Внизу, в ресторанном зале, Мадьяр оставил в покое Гершвина и перешел на немецкие и австрийские мелодии — знак, что скоро ее выход. С трудом поднявшись, Элизабет сбросила практичные городские ботинки, в которых ходила по Хонкю, и хотела было переобуться в изящные сценические туфли, когда из одной из них с писком выскочила перепуганная крыса и, скользнув по ее ноге, скрылась под шкафом.
У Элизабет вырвался вопль ужаса и отвращения. Только после этого она отчаянно, неудержимо разрыдалась, прислонившись пылающим лбом к беленой, прохладной стене.
Через полчаса Мадьяр потерял терпение и поднялся в гримерную. Дверь оказалась заперта. Он постучал, но не получил никакого ответа. Постучал еще раз. И еще. Тишина.

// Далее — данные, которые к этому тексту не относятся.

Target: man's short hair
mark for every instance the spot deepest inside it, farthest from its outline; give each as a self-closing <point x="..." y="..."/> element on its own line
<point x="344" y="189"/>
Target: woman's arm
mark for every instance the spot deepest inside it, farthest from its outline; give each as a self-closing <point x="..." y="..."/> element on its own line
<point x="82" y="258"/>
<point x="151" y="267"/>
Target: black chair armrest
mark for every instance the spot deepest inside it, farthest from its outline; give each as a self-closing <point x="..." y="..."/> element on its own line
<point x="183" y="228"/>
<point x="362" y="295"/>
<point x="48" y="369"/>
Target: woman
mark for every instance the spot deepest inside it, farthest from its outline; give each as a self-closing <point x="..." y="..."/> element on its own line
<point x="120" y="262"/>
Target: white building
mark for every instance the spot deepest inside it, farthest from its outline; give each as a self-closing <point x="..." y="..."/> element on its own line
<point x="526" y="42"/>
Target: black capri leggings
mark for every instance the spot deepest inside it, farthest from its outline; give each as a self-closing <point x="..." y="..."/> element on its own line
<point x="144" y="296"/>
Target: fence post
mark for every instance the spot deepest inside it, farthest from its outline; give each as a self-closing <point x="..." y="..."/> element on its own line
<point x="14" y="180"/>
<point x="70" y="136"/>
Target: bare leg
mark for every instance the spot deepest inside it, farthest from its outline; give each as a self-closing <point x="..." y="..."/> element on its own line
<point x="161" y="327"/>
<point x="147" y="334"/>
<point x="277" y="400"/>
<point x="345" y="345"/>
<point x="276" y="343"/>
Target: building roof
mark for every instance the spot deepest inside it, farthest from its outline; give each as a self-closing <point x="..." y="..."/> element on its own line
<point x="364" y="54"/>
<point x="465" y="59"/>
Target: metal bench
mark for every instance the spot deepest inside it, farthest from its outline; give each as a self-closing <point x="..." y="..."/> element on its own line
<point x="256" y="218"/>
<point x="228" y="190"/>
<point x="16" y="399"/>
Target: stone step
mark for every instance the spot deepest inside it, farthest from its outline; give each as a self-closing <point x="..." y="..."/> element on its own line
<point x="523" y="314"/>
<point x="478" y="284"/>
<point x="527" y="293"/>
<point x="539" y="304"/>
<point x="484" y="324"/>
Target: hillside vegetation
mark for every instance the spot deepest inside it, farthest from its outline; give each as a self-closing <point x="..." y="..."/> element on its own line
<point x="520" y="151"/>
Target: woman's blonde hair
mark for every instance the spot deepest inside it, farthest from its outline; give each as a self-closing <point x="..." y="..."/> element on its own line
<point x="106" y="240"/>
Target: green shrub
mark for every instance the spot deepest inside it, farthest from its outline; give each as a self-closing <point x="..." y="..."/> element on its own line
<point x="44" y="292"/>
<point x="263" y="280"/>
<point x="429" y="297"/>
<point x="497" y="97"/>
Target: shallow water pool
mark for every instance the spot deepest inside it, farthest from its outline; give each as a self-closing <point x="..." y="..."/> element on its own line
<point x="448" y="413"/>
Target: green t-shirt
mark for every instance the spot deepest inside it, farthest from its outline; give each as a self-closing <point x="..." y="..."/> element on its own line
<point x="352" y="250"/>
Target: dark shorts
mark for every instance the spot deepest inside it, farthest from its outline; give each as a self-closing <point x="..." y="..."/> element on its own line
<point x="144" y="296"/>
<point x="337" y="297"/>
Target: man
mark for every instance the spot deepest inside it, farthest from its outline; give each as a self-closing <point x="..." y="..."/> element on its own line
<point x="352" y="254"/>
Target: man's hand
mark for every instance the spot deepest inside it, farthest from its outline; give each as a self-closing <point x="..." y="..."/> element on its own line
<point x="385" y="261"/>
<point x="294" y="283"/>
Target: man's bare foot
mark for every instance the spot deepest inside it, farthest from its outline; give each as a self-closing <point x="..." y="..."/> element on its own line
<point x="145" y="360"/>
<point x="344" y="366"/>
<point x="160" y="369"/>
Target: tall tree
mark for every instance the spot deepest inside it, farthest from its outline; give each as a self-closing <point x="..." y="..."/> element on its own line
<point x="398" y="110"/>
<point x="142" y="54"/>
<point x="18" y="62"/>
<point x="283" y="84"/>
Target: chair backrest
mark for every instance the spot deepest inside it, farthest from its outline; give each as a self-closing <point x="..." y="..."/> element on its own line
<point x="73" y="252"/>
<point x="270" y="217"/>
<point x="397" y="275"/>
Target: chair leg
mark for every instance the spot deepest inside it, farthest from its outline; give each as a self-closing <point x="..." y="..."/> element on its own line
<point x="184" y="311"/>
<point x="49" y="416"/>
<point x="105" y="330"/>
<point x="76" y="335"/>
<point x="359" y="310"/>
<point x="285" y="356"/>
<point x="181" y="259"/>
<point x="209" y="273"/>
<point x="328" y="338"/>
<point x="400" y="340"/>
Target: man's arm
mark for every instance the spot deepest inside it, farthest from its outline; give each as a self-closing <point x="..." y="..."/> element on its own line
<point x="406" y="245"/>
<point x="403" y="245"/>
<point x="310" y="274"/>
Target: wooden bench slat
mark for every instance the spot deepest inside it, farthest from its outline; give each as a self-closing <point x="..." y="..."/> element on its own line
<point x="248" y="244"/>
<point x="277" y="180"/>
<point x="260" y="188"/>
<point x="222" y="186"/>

Дверь взломали и обнаружили Элизабет — бывшую звезду Карнеги-холла, меццо-сопрано Элизабет Мюллер-Вайсберг — в петле из перекрученной шелковой шали, которую она привязала к решетке единственного в комнате оконца высоко под потолком.
После полуночи Теодор Вайсберг пришел в «Синюю гору», как всегда пешком, чтобы на рикше отвезти жену в Хонкю. Публика еще не начинала расходиться и вовсю ухаживала за девицами, в зале было накурено, и бармен еле успевал выполнять заказы. Хозяин заведения Йен Циньвей в полной прострации привалился к стойке бара со стаканом виски в руке. Завидев Теодора, он бросился ему навстречу, отвел в сторону и, пьяно заикаясь, попытался деликатно сообщить, что произошло.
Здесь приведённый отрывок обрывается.